We have recently shown that Nup98 acts as an aberrant transcription factor in a myeloid cell line, with a stronger and wider transcriptional activity than wild-type HOXA9. Thus Nup98-HOXA9 is a gain-of-function mutant, in contrast to other aberrant transcription factors in AML that appear to act as dominant negative suppressors of their wild-type counterparts. In order to understand the mechanisms by which Nup98-HOXA9 transforms myeloid cells we are pursuing the following approaches:

1. We will identify genes that are directly regulated by Nup98-HOXA9 using inducible systems of Nup98-HOXA9 expression in primary human cells and in cell lines. The Nup98-HOXA9 DNA-binding sites in their promoter regions will be determined using chromatin immunoprecipitation, luciferase, and gel-shift assays.

2. We have shown that Nup98-HOXA9 acts predominantly as a transcriptional activator, with a wider and stronger transcriptional effect than wild-type HOXA9. This could be due to differences in DNA binding and/or recruitment of co-activators/co-repressors by the two proteins. We will assess differences in DNA binding using gel-shift assays; and differences in protein recruitment will be determined by proteomic analysis of HOXA9 and Nup98-HOXA9 immunoprecipitates from myeloid cells.

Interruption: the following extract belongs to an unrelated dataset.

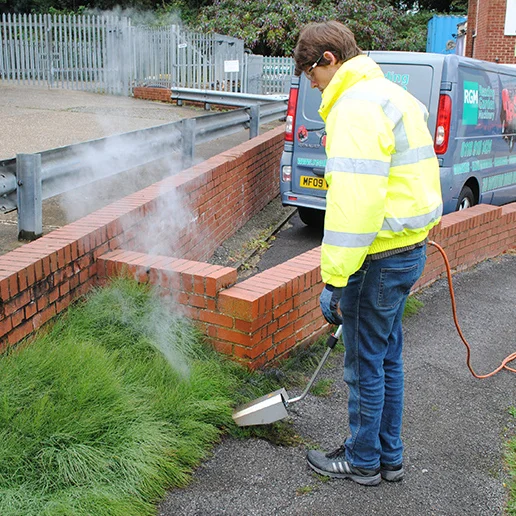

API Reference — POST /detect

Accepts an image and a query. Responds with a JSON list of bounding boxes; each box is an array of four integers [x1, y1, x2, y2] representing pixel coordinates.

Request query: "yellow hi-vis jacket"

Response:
[[319, 55, 442, 287]]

3. Nup98-HOXA9 will be expressed in primary human hematopoietic cells in order to assess its effects on proliferation, cell cycle, differentiation, and apoptosis. Simultaneously, RNA will be isolated and subjected to microarray analysis to identify gene expression patterns associated with the biological effects.

These studies should clarify the mechanisms and pathways involved in Nup98-HOXA9 leukemogenesis and suggest possible targets for therapeutic intervention.